Mesmo após recuo do relator Odair Cunha, que retirou jornalistas e Gurgel do texto final, aliança PSDB-PMDB pode levar à rejeição do trabalho na íntegra

EUGÊNIA LOPES / BRASÍLIA, O Estado de S.Paulo

29 de novembro de 2012 | 02h02

A Comissão Parlamentar de Inquérito do Cachoeira corre o risco de terminar em pizza, sem a aprovação de relatório final. Mesmo depois do recuo do relator Odair Cunha (PT-MG), que desistiu de pedir o indiciamento de cinco jornalistas e da investigação do procurador-geral da República, Roberto Gurgel, parte da base aliada na CPI, liderada pelo PMDB, uniu-se ao PSDB e ameaça derrubar todo o texto final do petista ou sequer votar o documento.

Um dos argumentos para isso é o pedido de indiciamento do governador de Goiás, o tucano Marconi Perillo, por seis crimes. Governistas e tucanos alegam que Cunha "politizou" o documento ao propor o indiciamento de Perillo, mas deixando de fora o governador do Distrito Federal, Agnelo Queiroz (PT). "Assim como a imprensa e o procurador-geral, a questão do governador de Goiás também é uma cortina de fumaça para evitar outros temas", disse o deputado Miro Teixeira (PDT-RJ), que decidiu votar pelo relatório depois das mudanças feitas pelo relator.

Miro cita o pedido de indiciamento de Fernando Cavendish, dono da empreiteira Delta, como um dos itens cuja retirada ninguém defende publicamente. Nos bastidores, entretanto, integrantes da CPI, sejam do governo ou da oposição, trabalham para que Cavendish seja poupado.

"Esse relatório é incorrigível", definiu o deputado Carlos Sampaio (PSDB-SP), que vê o indiciamento de Perillo só como "fruto da ira" do ex-presidente Luiz Inácio Lula da Silva contra ele.

Com cerca de cinco mil páginas, o texto final da CPI deve ir a votação na semana que vem, provavelmente no dia 5. Hoje, os integrantes da comissão de inquérito estão divididos entre duas possibilidades: aprovar o texto e derrubá-lo por inteiro.

No PMDB, por exemplo, a deputada Íris Araújo (GO) está disposta a votar a favor do relatório e Luís Pittman (DF) promete votar contra. "Nenhum dos lados tem certeza de que pode ganhar", observou o deputado Leonardo Picciani (PMDB-RJ), que é suplente na CPI. Segundo ele, a inclusão de Perillo no relatório "causa embaraços" e "politiza" o texto da comissão parlamentar.
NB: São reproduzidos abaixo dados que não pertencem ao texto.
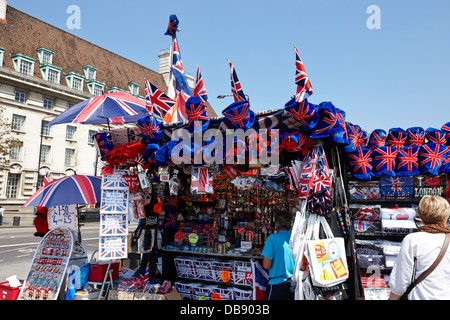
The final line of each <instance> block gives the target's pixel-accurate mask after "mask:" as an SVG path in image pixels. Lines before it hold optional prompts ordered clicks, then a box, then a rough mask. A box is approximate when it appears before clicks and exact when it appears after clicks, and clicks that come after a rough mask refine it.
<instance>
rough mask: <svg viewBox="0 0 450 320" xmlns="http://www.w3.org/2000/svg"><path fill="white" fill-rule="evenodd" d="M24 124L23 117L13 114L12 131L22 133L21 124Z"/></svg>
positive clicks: (21, 125) (22, 126)
mask: <svg viewBox="0 0 450 320" xmlns="http://www.w3.org/2000/svg"><path fill="white" fill-rule="evenodd" d="M24 122H25V117H24V116H19V115H17V114H13V119H12V129H13V130H17V131H23V124H24Z"/></svg>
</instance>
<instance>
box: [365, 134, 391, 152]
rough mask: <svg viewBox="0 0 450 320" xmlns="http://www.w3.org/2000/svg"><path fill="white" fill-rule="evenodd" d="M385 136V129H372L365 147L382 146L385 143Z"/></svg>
mask: <svg viewBox="0 0 450 320" xmlns="http://www.w3.org/2000/svg"><path fill="white" fill-rule="evenodd" d="M386 136H387V133H386V131H384V130H382V129H375V130H373V131H372V133H371V134H370V136H369V140H368V141H367V149H375V148H378V147H382V146H384V145H385V144H386Z"/></svg>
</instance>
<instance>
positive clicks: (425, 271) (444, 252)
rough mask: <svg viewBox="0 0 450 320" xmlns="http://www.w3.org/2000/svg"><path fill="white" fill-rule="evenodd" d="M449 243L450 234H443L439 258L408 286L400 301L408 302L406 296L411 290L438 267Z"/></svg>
mask: <svg viewBox="0 0 450 320" xmlns="http://www.w3.org/2000/svg"><path fill="white" fill-rule="evenodd" d="M449 242H450V233H447V234H445V240H444V245H443V246H442V249H441V252H440V253H439V256H438V257H437V258H436V260H435V261H434V262H433V264H432V265H431V267H429V268H428V269H427V270H426V271H425V272H423V273H422V274H421V275H420V276H419V277H418V278H417V279H416V280H415V281H414V282H413V283H411V284H410V285H409V287H408V289H406V291H405V293H404V294H403V295H402V296H401V298H400V300H408V295H409V294H410V292H411V291H412V289H414V287H415V286H417V285H418V284H419V283H420V282H421V281H422V280H423V279H425V278H426V277H427V276H428V275H429V274H430V273H431V272H432V271H433V270H434V269H435V268H436V267H437V266H438V264H439V263H440V262H441V260H442V258H443V257H444V255H445V253H446V252H447V248H448V244H449Z"/></svg>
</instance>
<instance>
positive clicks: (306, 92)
mask: <svg viewBox="0 0 450 320" xmlns="http://www.w3.org/2000/svg"><path fill="white" fill-rule="evenodd" d="M294 48H295V84H296V85H297V92H296V93H295V101H297V102H302V101H303V100H304V99H306V98H308V97H309V96H310V95H312V94H313V89H312V86H311V83H310V82H309V78H308V75H307V74H306V71H305V66H304V65H303V61H302V58H301V57H300V53H299V52H298V50H297V47H295V46H294Z"/></svg>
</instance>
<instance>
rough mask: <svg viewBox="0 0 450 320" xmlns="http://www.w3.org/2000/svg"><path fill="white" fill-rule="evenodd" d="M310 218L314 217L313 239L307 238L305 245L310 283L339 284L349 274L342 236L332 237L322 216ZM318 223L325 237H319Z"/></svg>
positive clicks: (346, 258)
mask: <svg viewBox="0 0 450 320" xmlns="http://www.w3.org/2000/svg"><path fill="white" fill-rule="evenodd" d="M310 218H313V219H314V218H315V221H313V223H314V229H313V230H314V231H313V240H308V241H307V245H306V246H307V253H308V257H307V258H308V263H309V269H310V274H311V281H312V284H313V285H314V286H317V287H331V286H335V285H337V284H340V283H342V282H344V281H345V280H346V279H347V278H348V276H349V271H348V265H347V257H346V254H345V242H344V238H341V237H334V235H333V232H332V231H331V228H330V226H329V225H328V223H327V221H326V220H325V218H324V217H323V216H318V215H312V216H311V217H310ZM320 225H322V227H323V230H324V233H325V236H326V238H325V239H319V228H320Z"/></svg>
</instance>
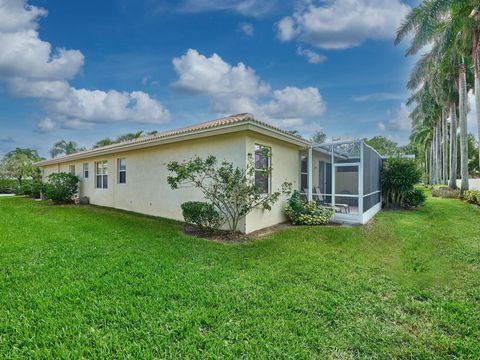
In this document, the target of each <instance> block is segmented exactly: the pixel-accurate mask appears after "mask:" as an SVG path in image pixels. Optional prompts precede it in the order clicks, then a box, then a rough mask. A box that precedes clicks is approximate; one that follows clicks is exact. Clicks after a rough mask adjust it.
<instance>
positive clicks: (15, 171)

Rejeição. A reação ao texto de Cunha é visível em todos os partidos. "Vou votar contra porque ele não investigou o esquema paralelo da construtora Delta", avisa o deputado Protógenes Queiroz (PC do B-SP). O deputado Sílvio Costa (PTB-PE) decidiu votar contra toda a proposta. Nem mesmo os chamados "independentes" - Onyx Lorenzoni (DEM-RS), Rubens Bueno (PPS-PR) e os senadores Randolfe Rodrigues (PSOL-AP) e Pedro Taques (PDT-MT) conseguiram chegar a um consenso sobre aprovar ou rejeitar.

Para tentar salvar o relatório, Odair Cunha brecou uma manobra do presidente da CPI, senador Vital do Rêgo (PMDB-PB), que chegou a firmar um acordo de procedimentos para que pontos controversos do texto fossem votados separadamente. Na prática, esse recurso poderia produzir um documento diferente.

"Quem discordar terá que votar contra todo o relatório", advertiu Odair Cunha. "Ele virou um ditador!", reagiu o deputado Vaz de Lima (PSDB- SP).